Action Figures – What It’s About

Things are in a bit of a holding pattern while I wait for my sister-in-law to finish her final proofread and for my friend Tricia to start on the cover artwork, so I’m going to take this opportunity to talk a little bit about what my soon-to-be-self-published YA novel Action Figures is about (an what it’s not about).

This is the one-paragraph summary of the novel that led off many a query letter:

Carrie Hauser never expected her parents to get divorced. She never expected to get dragged halfway across the state to start life over in a new town. And she definitely never expected a dying extraterrestrial to give her superhuman powers.

(I hate writing these summaries. They make everything sound so meh.)

But, since I’m not writing a query here, I get to be less formal in describing the concept, so here it goes: Action Figures is a sci-fi edged superhero story focusing on a group of teenager superhero wannabes as they get dumped head-first into their first adventure. The story is told from the perspective of the aforementioned Carrie Hauser, a 15-year-old girl who, as the story opens, is still reeling from her parents’ sudden divorce and getting ready to start her new life in a strange town (“strange” having multiple meanings here).

I chose Carrie as the narrator because, first and foremost, she was by far the most likeable and sympathetic character (and a lot of fun to write), but I also liked the idea of a superhero story featuring a female protagonist.

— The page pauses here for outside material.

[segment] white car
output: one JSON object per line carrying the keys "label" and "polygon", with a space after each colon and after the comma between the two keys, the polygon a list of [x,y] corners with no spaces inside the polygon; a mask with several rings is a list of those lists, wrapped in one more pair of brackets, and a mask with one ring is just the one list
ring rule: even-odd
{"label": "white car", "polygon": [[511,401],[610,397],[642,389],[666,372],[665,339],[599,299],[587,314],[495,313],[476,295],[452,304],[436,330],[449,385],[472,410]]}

Joss Whedon once remarked when asked “Why do you like to write strong female characters?”: “Because you’re still asking that question.” That’s especially true in the superhero genre, where male leads outnumber the female leads by a HUGE margin. Batman appears in five titles, Batgirl and Batwoman have one each, and that’s just one of many examples I could cite. The comics industry has gotten better about opening up to female readers, but they still have a long way to go (and, in my opinion, the industry is not doing itself any favors by producing clumsy ‘female-friendly’ fare like Marvel’s new line of teen-friendly romance novels).

One of my goals with Action Figures is to provide a superhero story that is accessible to female readers, especially younger readers, more through providing them with an interesting heroine rather than through some ham-fisted attempt to girly it up. I’m not toning down the action and/or punching up any romantic story elements, I’m just telling a fun superhero adventure story that just happens to star a girl.

I’m also not infusing the story with a heavy-handed morality tale. This is not — at the risk of showing my age — an ABC Afterschool Special. This is not a “very special episode” deal. Sure, it’s somewhat inevitable that the stories will touch on issues that are not unfamiliar to teens, but the adventure elements are not going to take a back seat to exploring the issues-du-jour through the characters. It’s awkward and obvious and detracts from the point of the book, which is to give readers something fun to read.

So, that’s a basic intro to the novel. Down the road I plan to post a couple of sample chapters so folks can get a taste of the story and, hopefully, find it so much to their liking that they want to read the whole thing.